Questão comentada de Direito Constitucional

No que diz respeito às bases téoricas do federalismo, a relação da União e dos Estados-membros e as regras e princípios constantes da Constituição da República de 1988, assinale a alternativa incorreta.

Gabarito: D

O ponto central aqui é o federalismo brasileiro, que não cria um poder único e centralizado, mas distribui competências entre os entes federativos. Pela Constituição de 1988, a União, os Estados, o Distrito Federal e os Municípios têm autonomia, cada um dentro do seu espaço. Quando a Constituição separa matérias, ela pode fazer isso de modo horizontal ou vertical. Na repartição vertical, a mesma matéria aparece em níveis diferentes: a União fixa normas gerais e os Estados complementam, adaptando às suas peculiaridades. Isso é muito cobrado em prova, porque parece simples, mas a banca adora trocar os conceitos de lugar. A alternativa D está incorreta porque, no Estado Federal, não existe uma esfera de poder normativo única sobre o território e as pessoas. Ao contrário, há repartição de competências e coexistência de ordens jurídicas dentro da Constituição. A União não absorve toda a capacidade normativa do país, e os Estados também exercem poder de auto-organização e de edição de suas próprias leis, dentro dos limites constitucionais. Em outras palavras: o federalismo não é um “tudo é da União”, mas um sistema de autonomia repartida.
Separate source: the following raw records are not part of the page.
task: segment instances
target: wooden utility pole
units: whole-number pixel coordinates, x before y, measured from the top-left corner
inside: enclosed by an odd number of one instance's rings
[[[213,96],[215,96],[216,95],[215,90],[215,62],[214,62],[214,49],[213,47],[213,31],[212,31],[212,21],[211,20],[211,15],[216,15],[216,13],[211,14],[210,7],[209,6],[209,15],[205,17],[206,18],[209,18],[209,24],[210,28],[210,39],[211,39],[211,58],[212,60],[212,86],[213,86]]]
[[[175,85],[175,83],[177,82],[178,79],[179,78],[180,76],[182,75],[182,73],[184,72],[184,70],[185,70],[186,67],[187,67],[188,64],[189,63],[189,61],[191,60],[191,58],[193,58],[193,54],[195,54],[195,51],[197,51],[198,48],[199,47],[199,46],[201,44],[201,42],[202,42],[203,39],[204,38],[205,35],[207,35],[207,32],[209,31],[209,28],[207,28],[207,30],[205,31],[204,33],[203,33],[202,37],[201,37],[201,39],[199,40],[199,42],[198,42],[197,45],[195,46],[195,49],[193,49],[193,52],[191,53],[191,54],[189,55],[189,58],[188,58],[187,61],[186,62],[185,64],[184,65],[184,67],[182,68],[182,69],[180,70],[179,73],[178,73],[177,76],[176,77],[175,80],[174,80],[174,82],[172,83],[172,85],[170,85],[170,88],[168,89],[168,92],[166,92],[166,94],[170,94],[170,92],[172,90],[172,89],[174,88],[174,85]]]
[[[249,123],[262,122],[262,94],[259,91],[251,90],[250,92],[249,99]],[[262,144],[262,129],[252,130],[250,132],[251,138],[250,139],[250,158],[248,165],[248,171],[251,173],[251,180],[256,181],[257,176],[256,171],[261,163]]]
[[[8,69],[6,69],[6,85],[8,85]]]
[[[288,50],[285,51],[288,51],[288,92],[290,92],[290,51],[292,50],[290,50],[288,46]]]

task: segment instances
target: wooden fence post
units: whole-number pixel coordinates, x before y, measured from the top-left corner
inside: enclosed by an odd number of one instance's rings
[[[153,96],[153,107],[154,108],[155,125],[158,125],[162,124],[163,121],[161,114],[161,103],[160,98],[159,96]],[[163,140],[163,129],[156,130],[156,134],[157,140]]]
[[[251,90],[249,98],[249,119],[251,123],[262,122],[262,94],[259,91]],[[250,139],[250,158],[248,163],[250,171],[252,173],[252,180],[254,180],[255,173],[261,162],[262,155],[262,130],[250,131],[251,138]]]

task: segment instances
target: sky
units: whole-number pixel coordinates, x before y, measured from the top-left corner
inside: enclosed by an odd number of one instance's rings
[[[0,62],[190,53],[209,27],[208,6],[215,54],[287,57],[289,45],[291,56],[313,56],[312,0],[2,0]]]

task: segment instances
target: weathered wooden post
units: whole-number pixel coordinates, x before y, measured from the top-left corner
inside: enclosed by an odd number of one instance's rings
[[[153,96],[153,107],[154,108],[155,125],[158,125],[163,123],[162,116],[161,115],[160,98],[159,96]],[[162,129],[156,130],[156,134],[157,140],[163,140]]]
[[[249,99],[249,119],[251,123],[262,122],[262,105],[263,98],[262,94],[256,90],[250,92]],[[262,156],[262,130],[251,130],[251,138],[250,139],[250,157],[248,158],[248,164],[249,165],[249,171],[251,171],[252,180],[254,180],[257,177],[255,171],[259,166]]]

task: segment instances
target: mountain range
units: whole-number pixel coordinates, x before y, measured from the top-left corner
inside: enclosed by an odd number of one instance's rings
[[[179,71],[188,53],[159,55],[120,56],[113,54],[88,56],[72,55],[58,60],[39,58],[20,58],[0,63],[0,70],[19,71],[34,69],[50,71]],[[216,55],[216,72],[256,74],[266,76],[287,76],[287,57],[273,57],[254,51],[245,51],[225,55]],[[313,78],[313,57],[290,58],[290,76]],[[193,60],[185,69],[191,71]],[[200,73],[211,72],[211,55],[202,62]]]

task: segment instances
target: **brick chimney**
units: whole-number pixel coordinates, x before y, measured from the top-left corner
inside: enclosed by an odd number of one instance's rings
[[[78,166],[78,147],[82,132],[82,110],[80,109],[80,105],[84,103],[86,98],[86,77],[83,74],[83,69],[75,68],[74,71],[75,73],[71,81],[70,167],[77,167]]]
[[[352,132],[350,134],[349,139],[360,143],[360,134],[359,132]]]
A Constituição também mostra que os Estados-membros têm poder de auto-organização, previsto no art. 25, caput, com observância dos princípios da CF. Esse poder é chamado de poder constituinte derivado decorrente, porque nasce da Constituição Federal e fica preso aos seus limites. Já o Senado Federal, no art. 46, representa os Estados com igualdade de número de senadores, o que reforça a ideia de equilíbrio federativo. Resumo de prova: se a assertiva disser que os Estados fazem suas próprias leis e que há uma ordem normativa subnacional convivendo com a ordem federal, ela está no caminho certo. Se disser que existe um poder normativo único no território, desconfie na hora, porque isso fere a lógica do federalismo brasileiro.